Now question is, how will this formula apply in classification problems?

Suppose we have 3(x1, x2, x3) independent features and a dependent feature y, then we can write:

$$P(\frac{y}{x1,x2,x3})=\frac{P(\frac{(x1,x2,x3)}{y}) * P(y) }{P(x1,x2,x3)}$$

This formula is trained based on training data and is used by our model to make predictions. We will understand in the next section how this formula is exactly using a problem statement and an example dataset.

Example Problem statement

We will work with a very commonly used dataset in machine learning. Our task to determine if the person will go to play tennis based on different conditions.

First of all, we will start by creating tables for each categorical features

Explanation of each column:

Yes -> No: of times output was yes for a particular outlook
No -> No: of times output was no for a particular outlook

Eg: when Outlook was sunny, output was yes 2 times and no 3 times
P(Y) -> P(Outlook| Yes)

Eg: P(Sunny | Yes) -> meaning probability that outlook was sunny when the person went to play tennis
P(N) -> P(Outlook | No)

the probability that the outlook was overcast when the player didn't play tennis

Similarly, we create the tables for other catgorical features as well

We can observe, that in the table there are 9 instances of yes and 5 instances of No.

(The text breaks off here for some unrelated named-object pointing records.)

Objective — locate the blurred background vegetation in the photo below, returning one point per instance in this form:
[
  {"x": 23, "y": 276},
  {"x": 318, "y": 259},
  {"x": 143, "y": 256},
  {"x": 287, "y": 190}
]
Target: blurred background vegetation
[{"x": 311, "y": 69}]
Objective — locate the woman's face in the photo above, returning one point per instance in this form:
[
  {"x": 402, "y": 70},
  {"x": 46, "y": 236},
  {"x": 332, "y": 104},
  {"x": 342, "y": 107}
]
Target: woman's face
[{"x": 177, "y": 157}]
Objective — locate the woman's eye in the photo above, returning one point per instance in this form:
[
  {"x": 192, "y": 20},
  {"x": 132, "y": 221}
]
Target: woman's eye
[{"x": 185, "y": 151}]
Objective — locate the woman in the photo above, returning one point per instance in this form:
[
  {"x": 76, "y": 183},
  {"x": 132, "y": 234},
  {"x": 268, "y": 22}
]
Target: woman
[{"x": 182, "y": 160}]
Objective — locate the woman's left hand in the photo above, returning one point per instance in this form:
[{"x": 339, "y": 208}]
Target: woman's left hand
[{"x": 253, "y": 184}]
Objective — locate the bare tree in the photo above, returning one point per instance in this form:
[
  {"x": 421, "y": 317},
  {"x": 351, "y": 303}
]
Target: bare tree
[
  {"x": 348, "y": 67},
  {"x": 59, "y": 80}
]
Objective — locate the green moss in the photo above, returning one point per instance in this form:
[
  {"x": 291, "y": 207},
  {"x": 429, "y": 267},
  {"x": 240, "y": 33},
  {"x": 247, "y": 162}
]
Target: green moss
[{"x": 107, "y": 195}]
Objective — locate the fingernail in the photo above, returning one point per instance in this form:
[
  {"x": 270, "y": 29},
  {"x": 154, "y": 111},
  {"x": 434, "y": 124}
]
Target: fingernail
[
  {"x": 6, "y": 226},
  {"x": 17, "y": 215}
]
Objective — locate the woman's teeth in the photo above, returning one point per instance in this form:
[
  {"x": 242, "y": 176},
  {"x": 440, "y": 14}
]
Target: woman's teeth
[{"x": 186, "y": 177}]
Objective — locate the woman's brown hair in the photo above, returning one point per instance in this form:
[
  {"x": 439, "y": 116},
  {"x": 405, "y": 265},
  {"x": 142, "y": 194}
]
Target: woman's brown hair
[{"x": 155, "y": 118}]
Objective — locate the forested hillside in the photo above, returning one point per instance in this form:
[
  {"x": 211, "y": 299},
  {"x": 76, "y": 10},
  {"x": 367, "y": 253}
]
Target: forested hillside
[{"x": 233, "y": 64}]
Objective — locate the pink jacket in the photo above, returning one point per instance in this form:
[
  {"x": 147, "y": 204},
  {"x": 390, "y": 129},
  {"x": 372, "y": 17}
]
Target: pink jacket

Now, based on our Bayes theorem, the probability that a person will go to play or not based on certain features is given by:

$$P(\frac{yes}{T,H,W,O})=\frac{P(\frac{(T,H,W,O)}{yes}) * P(yes) }{P(T,H,W,O)} \space\space\space\space... Eq(1)$$

$$P(\frac{no}{T,H,W,O})=\frac{P(\frac{(T,H,W,O)}{no}) * P(no) }{P(T,H,W,O)} \space\space\space\space...Eq(2)$$

Where T, H, W, and O stand for Temperature, Humidity, Wind, and Outlook respectively. We can observe that the denominators of both the terms are same. This means that we can neglect this part while making our predictions.

For equation 1, the first term of the numerator can be further broken down as follows:

$$P(\frac{(T,H,W,O)}{yes})=P(\frac{T}{yes})*P(\frac{H}{yes})*P(\frac{W}{yes})*P(\frac{O}{yes})$$

The same can also be done for Equation 2

Now, suppose we are given a test data point Hot, High, Strong, and sunny. Then what will be the output?

Using equation one, and nglacting the denominator term as we discussed probability that the person will not go out to play tennis can be given by:

$$P(\frac{(Yes)}{hot,high,strong,sunny})=P(\frac{hot}{yes})*P(\frac{high}{yes})*P(\frac{strong}{yes})*P(\frac{sunny}{yes})*P(Yes)$$

$$\space\space\space\space\space = \frac{2}{9}\frac{3}{9}\frac{3}{9}\frac{2}{9}\frac{9}{14}$$

Similarly, we calculate the probability that a person does not play tennis using equation 2, neglecting the denominator.

Let both probabilities come out to be Y and N respectively

if Y > N, then the output will be yes, i.e. the player will go to play tennis else player will not go to play tennis.

I hope this post was helpful in giving a general overview of naive bayes algorithm in machine learning and its main components.